Another thing, since my father passed away I've moved back in with my mom, sis to help out. We go out shopping and run errands together. If we go shopping and they have appointments I sit in the waiting room until they get done. When my therapist walks through or to grab other clients she'll keep glancing over at me. She waves but I'm not sure if it's directed at me or another client. I think it's me from the direction she waves and when I have an appointment she won't wave, just come out and call my name.


----------



## greyandgreenbean77 (Dec 23, 2013)

She could very well be doing that. It might not be your social anxiety. Maybe she has demons of her own and she's trying to tempt you now that she knows your weakness. It could also be how your reading into it, but I'd get a male therapist if I were you or join a in person group or something. Don't set yourself up for failure. Why do you question your sexuality?

It reminds me of that Danny phantom episode I watched when I was like...actually that was like a few years ago lol don't judge me I'm 24 haha. Anyway the therapist was making him feel worse on purpose... Sometimes cartoons are pretty honest, perfect example rockos modern life is the adult world at its finest.


----------



## Xtreme2damax (Feb 20, 2016)

We probably should have asked for details.. Clothes were more revealing how? As I said if it's cleavage that's pretty much normal. If she's wearing really short skirts, questionably inappropriate/revealing clothing or adjusting her clothing to be intentionally more revealing or enticing then I'd raise an issue. Being fidgety could just be her being nervous, anxious or even bored. If the therapist is being unethical or you can't work past these distractions and focus on therapy then therapy with this therapist won't be very effective imho. So, if the therapist is crossing ethical boundaries I'd raise an issue then promptly find a new therapist.
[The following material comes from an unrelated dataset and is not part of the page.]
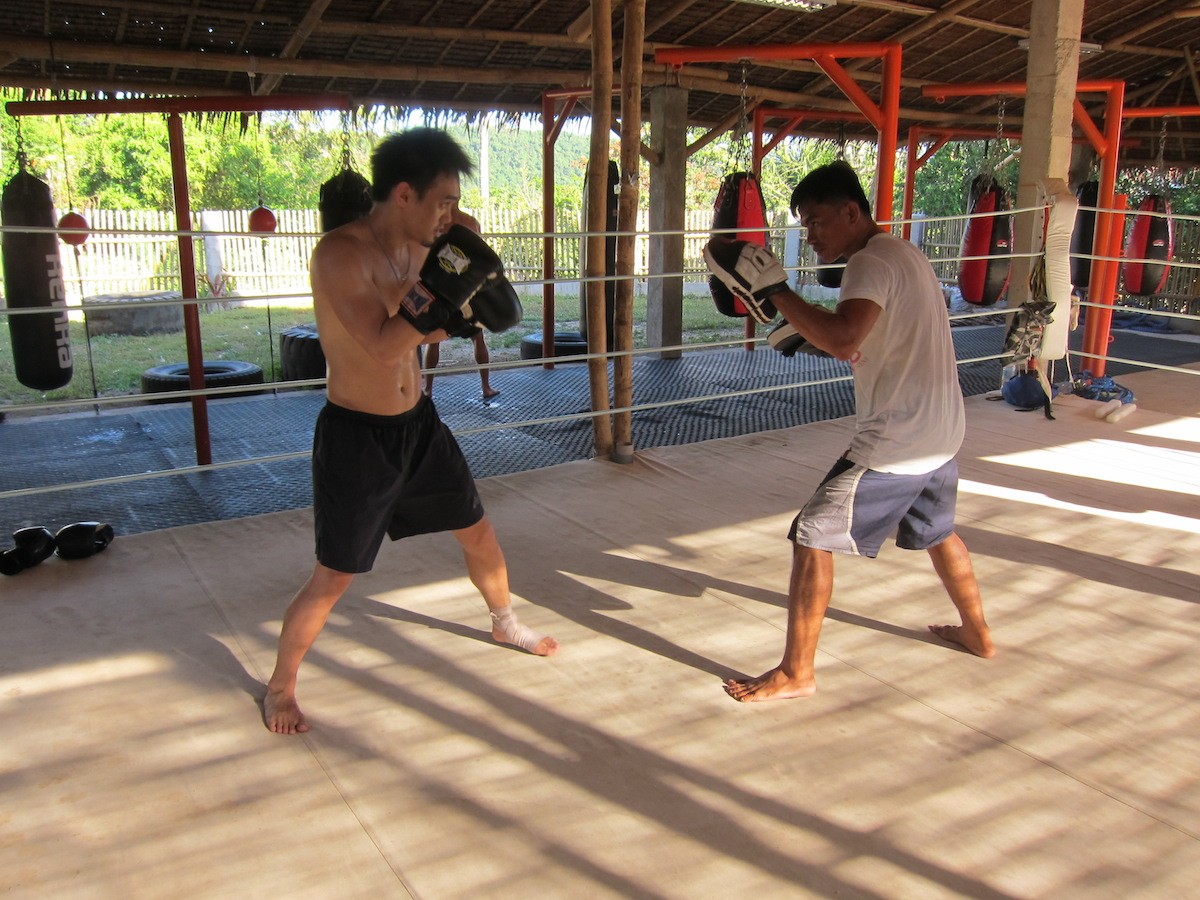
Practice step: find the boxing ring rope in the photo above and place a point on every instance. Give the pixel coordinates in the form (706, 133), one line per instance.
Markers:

As the above poster mentioned you might be reading into it and suggest you to look into a male therapist or someone you won't be attracted to.


----------



## sol65 (Nov 13, 2014)

KMI32 said:


> We probably should have asked for details.. Clothes were more revealing how? As I said if it's cleavage that's pretty much normal. If she's wearing really short skirts, questionably inappropriate/revealing clothing or adjusting her clothing to be intentionally more revealing or enticing then I'd raise an issue. Being fidgety could just be her being nervous, anxious or even bored. If the therapist is being unethical or you can't work past these distractions and focus on therapy then therapy with this therapist won't be very effective imho. So, if the therapist is crossing ethical boundaries I'd raise an issue then promptly find a new therapist. As the above poster mentioned you might be reading into it and suggest you to look into a male therapist or someone you won't be attracted to.


I don't think her clothing was inappropriate. But there were just quite a few things, like dropping stuff on the floor a lot, and playing with clothes sometimes, and she was playing with her hair a lot...
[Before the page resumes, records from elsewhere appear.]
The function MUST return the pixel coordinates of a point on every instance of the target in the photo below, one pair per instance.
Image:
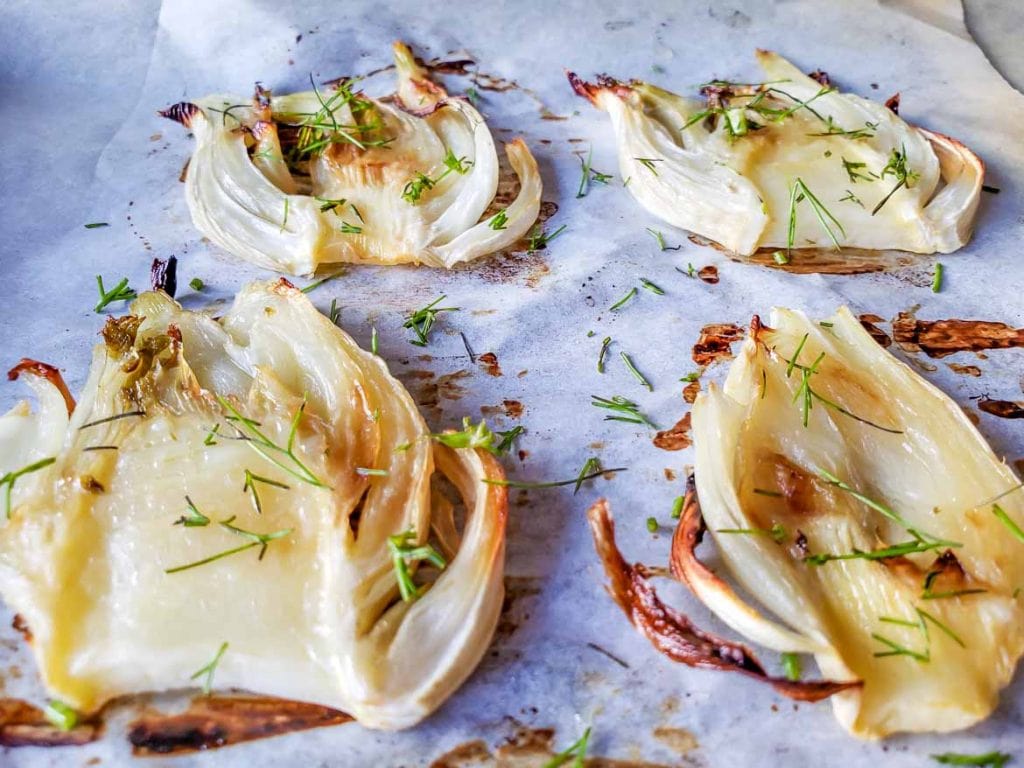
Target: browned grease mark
(513, 409)
(211, 722)
(1003, 409)
(22, 724)
(709, 273)
(677, 437)
(965, 370)
(679, 740)
(713, 345)
(527, 747)
(939, 338)
(867, 323)
(828, 261)
(488, 361)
I don't think that much of it, but I just don't get why there so much stuff like that in the last session when usually there is nothing...
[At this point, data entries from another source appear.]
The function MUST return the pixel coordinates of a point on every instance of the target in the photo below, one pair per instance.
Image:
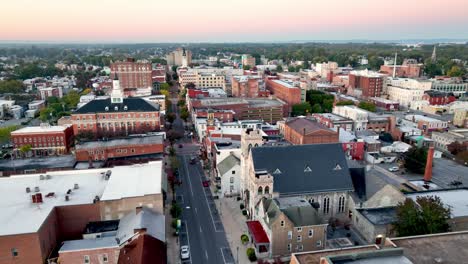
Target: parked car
(184, 252)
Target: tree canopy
(428, 215)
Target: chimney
(138, 209)
(428, 170)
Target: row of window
(300, 247)
(20, 140)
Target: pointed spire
(434, 53)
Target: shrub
(244, 239)
(251, 254)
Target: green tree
(5, 133)
(301, 109)
(316, 108)
(415, 159)
(367, 106)
(428, 215)
(346, 102)
(455, 71)
(11, 86)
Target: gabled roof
(145, 219)
(133, 105)
(292, 161)
(307, 126)
(228, 163)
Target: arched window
(326, 205)
(260, 190)
(341, 201)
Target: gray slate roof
(293, 162)
(133, 105)
(228, 163)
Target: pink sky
(239, 20)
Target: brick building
(46, 92)
(334, 121)
(269, 110)
(116, 116)
(119, 148)
(365, 84)
(132, 74)
(285, 91)
(245, 86)
(403, 71)
(438, 98)
(44, 140)
(300, 131)
(41, 211)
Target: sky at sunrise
(230, 21)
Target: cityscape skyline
(208, 21)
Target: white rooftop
(20, 216)
(39, 129)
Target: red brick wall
(291, 96)
(95, 256)
(118, 151)
(72, 219)
(136, 119)
(134, 75)
(318, 137)
(370, 86)
(44, 140)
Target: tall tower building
(117, 94)
(434, 54)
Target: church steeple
(434, 54)
(116, 94)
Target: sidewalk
(234, 226)
(171, 240)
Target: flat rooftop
(20, 216)
(39, 129)
(121, 142)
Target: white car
(184, 252)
But I am thinking of quitting therapy anyway because it is quite hard to talk when you have social anxiety

Also, I don't feel comfortable talking to men :/

Sent from my iPad using Tapatalk


----------



## hmweasley (Sep 12, 2013)

KMI32 said:


> As I can't figure out how to edit my post here's another.. Last session my therapist mentioned that I have quite a few skills. I'm fairly certain, like 99.9% if not 100% certain I've not admitted anything to her other than I've been working on my father's car. Naturally I became suspicious and wondered if she's secretly checking my FB.


I feel like that could have been an attempt to build up your confidence. It could easily have been an "everyone's good at something" sort of thing, but who knows since I don't know how it was delivered or anything.

I also wouldn't be suspicious if she acted anxious at only one session since there are a multitude of reasons that could have been happening. Actually, even if it happens over a period of time, there's always the possibility that she has something going on in her own life that's causing it. I wouldn't worry too much about you being the cause.


----------



## Xtreme2damax (Feb 20, 2016)

^ She admitted she has anxiety too and said to me in our first or second session "Maybe we can help each other with our anxiety"

The way she said it sounded like she knew what skills I have. My FB is pretty much public, My life is pretty drab and I've nothing to hide. I never told her what other skills I have except working on my father's car. She was pretty general with that statement and didn't elaborate further. Maybe I'll see if I can catch her on some stuff with some clever wording.

Besides everything else I mentioned, after I started therapy w/ her there was someone that looked like her that circled the block twice starting at me as they went by. I've seen the same vehicle parked at or on street parking for the MH facility when we've been there. If there's attraction, can't it be from both sides and not necessarily transference? I'm sure if I met her on the street I'd be attracted to her just the same. If she is trying to build confidence then just.. stop. But I don't think that's the case because no other "T" I've seen has done this with me or anyone else, I don't think they're allowed to do that. Therapy there w/ anyone has has been strictly business with therapists remaining professional. Also, I wouldn't claim my "T" was attracted unless there was some evidence through body language and actions supporting it. Otherwise I'd just end up attracted to every "T" or professional I interacted with. I'm fairly intelligent and very good at reading people and picking up on things. But I dunno it's possible that I might be reading into things. I am observing her body language and her reactions during our sessions and giving time to make a conclusive determination.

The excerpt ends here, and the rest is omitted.